Gone Is the Role-Playing, the Fast Talking, the Frenetic “Banging” … These Are the Days of Languorous and Slow …

I feel languorous and slow … Just now I finished an hour of gentle yoga here at home … It looks easy, yet it actually requires strength, flexibility, and presence … The super hyped-up, aggressive, “yang” style yoga no longer appeals to me … It’s rushing past all the nuance, the little openings of the little muscles, the subtle shifts of energy, the deep releasing breaths … that I so enjoy about yin and gentle yoga …

And this of course got me thinking about … sex.

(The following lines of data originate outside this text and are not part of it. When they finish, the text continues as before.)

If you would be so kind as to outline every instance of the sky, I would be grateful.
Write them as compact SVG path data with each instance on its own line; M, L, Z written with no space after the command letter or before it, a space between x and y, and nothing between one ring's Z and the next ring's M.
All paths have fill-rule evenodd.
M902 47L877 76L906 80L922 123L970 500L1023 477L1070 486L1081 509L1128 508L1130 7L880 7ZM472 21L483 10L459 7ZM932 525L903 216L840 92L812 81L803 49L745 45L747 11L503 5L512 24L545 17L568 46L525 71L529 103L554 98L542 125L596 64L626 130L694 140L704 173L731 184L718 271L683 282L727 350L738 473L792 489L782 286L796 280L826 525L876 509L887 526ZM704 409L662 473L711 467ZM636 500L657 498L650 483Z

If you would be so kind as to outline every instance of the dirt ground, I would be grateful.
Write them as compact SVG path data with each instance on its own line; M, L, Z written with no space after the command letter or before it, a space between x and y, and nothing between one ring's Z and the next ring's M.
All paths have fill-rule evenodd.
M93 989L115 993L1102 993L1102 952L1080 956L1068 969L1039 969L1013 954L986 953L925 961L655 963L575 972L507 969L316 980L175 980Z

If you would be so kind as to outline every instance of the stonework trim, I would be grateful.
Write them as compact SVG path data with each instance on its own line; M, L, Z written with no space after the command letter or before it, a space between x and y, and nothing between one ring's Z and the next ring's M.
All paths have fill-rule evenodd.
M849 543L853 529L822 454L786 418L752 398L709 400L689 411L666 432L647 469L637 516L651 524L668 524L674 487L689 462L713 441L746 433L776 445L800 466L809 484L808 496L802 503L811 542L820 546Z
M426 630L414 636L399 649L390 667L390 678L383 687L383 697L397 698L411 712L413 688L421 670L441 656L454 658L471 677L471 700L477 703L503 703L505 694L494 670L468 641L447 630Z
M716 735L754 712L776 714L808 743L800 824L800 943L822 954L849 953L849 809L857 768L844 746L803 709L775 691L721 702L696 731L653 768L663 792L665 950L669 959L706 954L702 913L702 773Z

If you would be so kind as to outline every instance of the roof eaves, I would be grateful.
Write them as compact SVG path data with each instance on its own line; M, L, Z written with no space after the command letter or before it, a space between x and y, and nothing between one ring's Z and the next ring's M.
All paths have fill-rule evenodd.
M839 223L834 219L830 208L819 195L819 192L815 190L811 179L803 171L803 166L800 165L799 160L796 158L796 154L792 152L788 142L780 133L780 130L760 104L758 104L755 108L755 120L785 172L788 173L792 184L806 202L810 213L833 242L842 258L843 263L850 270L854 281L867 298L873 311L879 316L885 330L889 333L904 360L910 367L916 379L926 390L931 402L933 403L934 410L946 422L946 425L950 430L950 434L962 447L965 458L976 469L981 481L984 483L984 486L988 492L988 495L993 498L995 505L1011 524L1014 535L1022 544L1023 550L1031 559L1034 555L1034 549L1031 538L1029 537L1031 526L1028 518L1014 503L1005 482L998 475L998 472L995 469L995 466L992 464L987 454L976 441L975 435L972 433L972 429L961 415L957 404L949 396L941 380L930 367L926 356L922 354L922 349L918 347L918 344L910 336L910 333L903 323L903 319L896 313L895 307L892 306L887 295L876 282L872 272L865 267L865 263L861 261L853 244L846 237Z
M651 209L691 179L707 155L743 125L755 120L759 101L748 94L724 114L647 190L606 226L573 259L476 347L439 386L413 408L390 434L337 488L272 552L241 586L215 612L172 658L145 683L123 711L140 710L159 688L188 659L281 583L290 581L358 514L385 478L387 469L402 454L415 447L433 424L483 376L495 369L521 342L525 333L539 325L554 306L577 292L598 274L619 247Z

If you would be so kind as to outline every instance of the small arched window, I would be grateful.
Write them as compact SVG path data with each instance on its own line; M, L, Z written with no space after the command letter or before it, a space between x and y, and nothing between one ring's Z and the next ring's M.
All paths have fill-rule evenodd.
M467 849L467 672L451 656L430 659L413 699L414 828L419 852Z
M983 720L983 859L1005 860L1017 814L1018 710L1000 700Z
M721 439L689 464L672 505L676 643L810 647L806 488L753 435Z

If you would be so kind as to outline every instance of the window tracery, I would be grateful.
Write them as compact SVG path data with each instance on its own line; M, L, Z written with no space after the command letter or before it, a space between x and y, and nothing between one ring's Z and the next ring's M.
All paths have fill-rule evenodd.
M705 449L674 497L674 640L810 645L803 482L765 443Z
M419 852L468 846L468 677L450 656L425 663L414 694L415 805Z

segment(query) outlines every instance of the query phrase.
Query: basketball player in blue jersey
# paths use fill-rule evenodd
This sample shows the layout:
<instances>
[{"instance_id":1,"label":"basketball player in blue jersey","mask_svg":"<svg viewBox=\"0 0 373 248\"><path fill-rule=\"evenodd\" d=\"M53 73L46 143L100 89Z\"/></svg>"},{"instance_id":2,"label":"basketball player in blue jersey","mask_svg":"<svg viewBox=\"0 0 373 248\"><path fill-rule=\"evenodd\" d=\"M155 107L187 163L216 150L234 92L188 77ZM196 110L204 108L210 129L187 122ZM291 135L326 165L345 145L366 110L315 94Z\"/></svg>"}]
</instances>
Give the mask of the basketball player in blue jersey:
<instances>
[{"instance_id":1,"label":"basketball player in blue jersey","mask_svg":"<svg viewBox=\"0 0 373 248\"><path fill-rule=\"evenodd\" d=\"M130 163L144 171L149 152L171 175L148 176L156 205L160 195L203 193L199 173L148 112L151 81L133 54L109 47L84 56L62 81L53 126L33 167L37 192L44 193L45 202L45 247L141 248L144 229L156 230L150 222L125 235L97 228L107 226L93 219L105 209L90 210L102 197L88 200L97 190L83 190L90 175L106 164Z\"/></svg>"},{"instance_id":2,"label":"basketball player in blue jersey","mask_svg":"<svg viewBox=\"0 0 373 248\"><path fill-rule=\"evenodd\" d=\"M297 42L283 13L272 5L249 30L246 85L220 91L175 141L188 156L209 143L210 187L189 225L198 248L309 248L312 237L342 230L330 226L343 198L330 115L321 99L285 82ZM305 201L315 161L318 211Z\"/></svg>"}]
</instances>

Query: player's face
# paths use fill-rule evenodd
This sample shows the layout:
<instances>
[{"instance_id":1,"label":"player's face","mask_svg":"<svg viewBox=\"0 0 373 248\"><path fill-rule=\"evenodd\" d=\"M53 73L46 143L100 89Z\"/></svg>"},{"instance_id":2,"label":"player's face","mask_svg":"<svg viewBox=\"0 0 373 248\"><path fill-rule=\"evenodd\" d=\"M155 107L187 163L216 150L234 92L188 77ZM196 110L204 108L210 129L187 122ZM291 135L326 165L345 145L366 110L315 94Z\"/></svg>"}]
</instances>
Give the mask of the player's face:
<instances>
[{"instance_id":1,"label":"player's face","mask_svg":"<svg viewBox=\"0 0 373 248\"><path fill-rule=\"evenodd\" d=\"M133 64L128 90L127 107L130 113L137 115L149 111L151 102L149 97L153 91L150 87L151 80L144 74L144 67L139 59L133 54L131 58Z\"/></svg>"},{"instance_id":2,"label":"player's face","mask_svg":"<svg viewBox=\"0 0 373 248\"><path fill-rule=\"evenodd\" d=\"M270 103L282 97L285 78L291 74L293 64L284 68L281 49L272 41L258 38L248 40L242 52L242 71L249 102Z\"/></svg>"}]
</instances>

Gone are the days of getting excited about pick-up artists and seduction. All too often, that was just a game of “fast talking, get past her objections as quickly as possible so she doesn’t find out who I really am under this facade.”

Then there’s the frenetic “role playing” of yesteryear … oh, so long gone … lost in the transcendence of duality and the full embrace of wholeness …

Now are the days of languorous and slow.

What’s the rush? I’ve been celibate again for a year and a half, meaning no man has had sexual intercourse with me for about 19 months. When opportunities have arisen, I slow everything down … I observe and I wait … and the question is always the same …

Is this a man who can give me what I want?

So far the answer pretty much always has been “no.”

Is this a man who can give me what I want?

Please don’t confuse this with “being nice and agreeable.” A nice and agreeable man is about as far from real presence as a starfish is far from the stars.

Learning sexual techniques – while it may be a helpful addition to the skills I’m looking for – will not give a woman the transcendent experience she yearns for in her soul.

Being fully present, which is exceedingly rare, will help a lot. Yet if that presence is only for a moment, and you have no clarity about what you want from this woman beyond that moment … then you may be able to create a peak experience together … that will be followed most likely by drama and pain …

A big no thank you to that.

Languorous and slow … The question I’m silently asking every man I consider the possibility of having sex with is …

“Have you done your inner work?”

Most of the time, the answer is “no.” And so he’s not the kind of man who can provide both the strength and the gentleness and the presence and the clarity to be with me in sex the way I am being with myself in yoga … or in massage … or the other ways I have learned to connect with my divinity …

Which means I experience less joy with him than without him. He feels like a drain on my energy. Or my intuitive sensors flash a “red alert” because his frenetic drive to overcome my intuition feels all ways of wrong.

Languorous and slow … what’s the rush? Haven’t you heard about all those “perfect seeming” marriages that have been sexless for years? The long painful ride to divorce … Is it really worth sacrificing your happiness out of fear because of what some “expert” claims about your “biological clock”?

Nope … I’ve got all the time in the world. I remain as God created me.

Deep in a yin yoga pose, nothing can be avoided … that pain is coming up … maybe sometimes I even cry … There’s no more turning back from the pain, there’s no more avoiding the eyes of the other, it’s not even pain anymore … Fully present, fully exploring every nuance … or go home …

Can you hang with me in languorous and slow?